PURPOSE: Clinically, it is challenging to manage diabetic patients with periodontitis. Biochemically, both involve a wide range of inflammatory/collagenolytic conditions which exacerbate each other in a "bi-directional manner." However, standard treatments for this type of periodontitis rely on reducing the bacterial burden and less on controlling hyper-inflammation/excessive-collagenolysis. Thus, there is a crucial need for new therapeutic strategies to modulate this excessive host response and to promote enhanced resolution of inflammation. The aim of the current study is to evaluate the impact of a novel chemically-modified curcumin 2.24 (CMC2.24) on host inflammatory response in diabetic rats. METHODS: Type I diabetes was induced by streptozotocin injection; periodontal breakdown then results as a complication of uncontrolled hyperglycemia. Non-diabetic rats served as controls. CMC2.24, or the vehicle-alone, was administered by oral gavage daily for 3 weeks to the diabetics. Micro-CT was used to analyze morphometric changes and quantify bone loss. MMPs were analyzed by gelatin zymography. Cell function was examined by cell migration assay, and cytokines and resolvins were measured by ELISA. RESULTS: In this severe inflammatory disease model, administration of the pleiotropic CMC2.24 was found to normalize the excessive accumulation and impaired chemotactic activity of macrophages in peritoneal exudates, significantly decrease MMP-9 and pro-inflammatory cytokines to near normal levels, and markedly increase resolvin D1 (RvD1) levels in the thioglycolate-elicited peritoneal exudates (tPE). Similar effects on MMPs and RvD1 were observed in the non-elicited resident peritoneal washes (rPW).
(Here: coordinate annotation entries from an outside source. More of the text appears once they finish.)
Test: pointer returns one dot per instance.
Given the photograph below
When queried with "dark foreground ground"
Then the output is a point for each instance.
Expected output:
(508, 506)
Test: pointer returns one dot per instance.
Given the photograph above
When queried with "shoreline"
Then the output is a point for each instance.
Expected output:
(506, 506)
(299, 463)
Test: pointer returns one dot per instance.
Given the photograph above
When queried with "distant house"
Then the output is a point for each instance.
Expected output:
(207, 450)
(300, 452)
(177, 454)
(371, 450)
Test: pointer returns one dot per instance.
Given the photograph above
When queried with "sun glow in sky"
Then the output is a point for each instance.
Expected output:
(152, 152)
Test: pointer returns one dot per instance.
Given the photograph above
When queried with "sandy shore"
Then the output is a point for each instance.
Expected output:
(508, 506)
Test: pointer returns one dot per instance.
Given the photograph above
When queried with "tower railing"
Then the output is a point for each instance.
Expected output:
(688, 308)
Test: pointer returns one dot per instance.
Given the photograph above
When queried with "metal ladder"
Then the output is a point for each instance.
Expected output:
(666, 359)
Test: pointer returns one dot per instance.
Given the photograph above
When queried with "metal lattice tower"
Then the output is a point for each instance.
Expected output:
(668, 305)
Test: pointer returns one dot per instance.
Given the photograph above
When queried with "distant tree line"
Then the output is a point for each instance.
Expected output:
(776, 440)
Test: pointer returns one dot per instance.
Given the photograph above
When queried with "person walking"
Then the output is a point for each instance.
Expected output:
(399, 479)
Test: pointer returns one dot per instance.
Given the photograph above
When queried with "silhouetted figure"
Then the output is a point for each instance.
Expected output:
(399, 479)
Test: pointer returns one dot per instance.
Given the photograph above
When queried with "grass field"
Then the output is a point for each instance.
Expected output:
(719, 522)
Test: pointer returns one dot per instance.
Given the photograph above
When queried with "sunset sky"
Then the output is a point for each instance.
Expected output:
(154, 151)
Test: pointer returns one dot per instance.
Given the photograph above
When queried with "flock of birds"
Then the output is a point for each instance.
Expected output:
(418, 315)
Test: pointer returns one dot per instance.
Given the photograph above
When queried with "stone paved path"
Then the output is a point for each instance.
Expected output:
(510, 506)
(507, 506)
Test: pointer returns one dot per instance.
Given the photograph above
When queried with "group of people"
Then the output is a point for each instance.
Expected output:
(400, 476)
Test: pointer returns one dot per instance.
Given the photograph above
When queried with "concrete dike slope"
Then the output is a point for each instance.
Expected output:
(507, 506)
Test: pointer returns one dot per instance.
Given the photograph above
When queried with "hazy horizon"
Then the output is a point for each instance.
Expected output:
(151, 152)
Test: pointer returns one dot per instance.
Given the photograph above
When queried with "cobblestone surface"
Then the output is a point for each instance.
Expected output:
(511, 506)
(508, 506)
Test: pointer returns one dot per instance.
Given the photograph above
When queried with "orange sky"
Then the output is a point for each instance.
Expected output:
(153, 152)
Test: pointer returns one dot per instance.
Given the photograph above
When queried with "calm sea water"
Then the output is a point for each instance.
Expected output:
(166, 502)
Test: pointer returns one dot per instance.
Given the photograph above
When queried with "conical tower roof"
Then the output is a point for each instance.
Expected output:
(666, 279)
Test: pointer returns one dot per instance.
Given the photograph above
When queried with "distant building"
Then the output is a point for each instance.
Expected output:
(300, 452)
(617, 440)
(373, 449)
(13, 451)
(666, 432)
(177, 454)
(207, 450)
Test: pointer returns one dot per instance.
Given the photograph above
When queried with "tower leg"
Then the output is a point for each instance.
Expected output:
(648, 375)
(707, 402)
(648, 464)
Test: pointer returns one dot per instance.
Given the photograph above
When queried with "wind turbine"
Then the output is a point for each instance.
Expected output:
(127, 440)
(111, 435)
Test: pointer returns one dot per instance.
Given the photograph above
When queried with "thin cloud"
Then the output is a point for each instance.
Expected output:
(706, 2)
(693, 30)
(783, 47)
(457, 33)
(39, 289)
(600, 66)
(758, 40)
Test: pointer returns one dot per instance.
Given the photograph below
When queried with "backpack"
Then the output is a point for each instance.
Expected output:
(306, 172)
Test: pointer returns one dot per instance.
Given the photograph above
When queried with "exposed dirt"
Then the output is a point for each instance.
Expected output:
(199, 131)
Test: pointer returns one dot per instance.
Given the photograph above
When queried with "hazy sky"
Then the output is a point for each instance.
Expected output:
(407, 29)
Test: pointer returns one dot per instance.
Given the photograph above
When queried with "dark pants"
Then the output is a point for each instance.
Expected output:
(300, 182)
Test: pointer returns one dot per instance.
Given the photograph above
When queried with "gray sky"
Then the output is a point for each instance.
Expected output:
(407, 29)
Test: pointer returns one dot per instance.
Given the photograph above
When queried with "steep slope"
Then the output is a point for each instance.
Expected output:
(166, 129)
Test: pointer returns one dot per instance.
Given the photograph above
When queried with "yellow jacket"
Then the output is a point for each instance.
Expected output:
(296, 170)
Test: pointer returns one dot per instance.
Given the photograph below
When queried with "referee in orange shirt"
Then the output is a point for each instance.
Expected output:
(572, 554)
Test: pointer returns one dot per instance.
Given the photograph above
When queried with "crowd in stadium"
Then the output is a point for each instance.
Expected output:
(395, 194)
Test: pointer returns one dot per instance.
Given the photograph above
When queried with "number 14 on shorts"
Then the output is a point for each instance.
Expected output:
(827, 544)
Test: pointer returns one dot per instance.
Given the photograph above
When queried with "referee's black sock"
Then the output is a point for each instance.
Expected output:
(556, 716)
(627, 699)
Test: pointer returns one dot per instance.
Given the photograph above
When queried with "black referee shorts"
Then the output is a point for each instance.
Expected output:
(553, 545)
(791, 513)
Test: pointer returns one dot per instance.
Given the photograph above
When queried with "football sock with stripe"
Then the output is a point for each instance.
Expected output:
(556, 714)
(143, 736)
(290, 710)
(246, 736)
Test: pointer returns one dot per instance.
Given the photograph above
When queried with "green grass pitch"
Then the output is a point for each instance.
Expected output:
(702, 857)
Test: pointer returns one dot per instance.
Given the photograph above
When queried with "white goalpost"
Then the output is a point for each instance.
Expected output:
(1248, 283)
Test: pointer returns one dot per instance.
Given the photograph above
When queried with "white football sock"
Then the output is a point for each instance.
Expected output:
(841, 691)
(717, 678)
Regarding clinical relevance, CMC2.24 significantly inhibited the loss of alveolar bone height, volume and mineral density (ie, diabetes-induced periodontitis and osteoporosis). CONCLUSION: In conclusion, treating hyperglycemic diabetic rats with CMC2.24 (a tri-ketonic phenylaminocarbonyl curcumin) promotes the resolution of local and systemic inflammation, reduces bone loss, in addition to suppressing collagenolytic MMPs and pro-inflammatory cytokines, suggesting a novel therapeutic strategy for treating periodontitis complicated by other chronic diseases.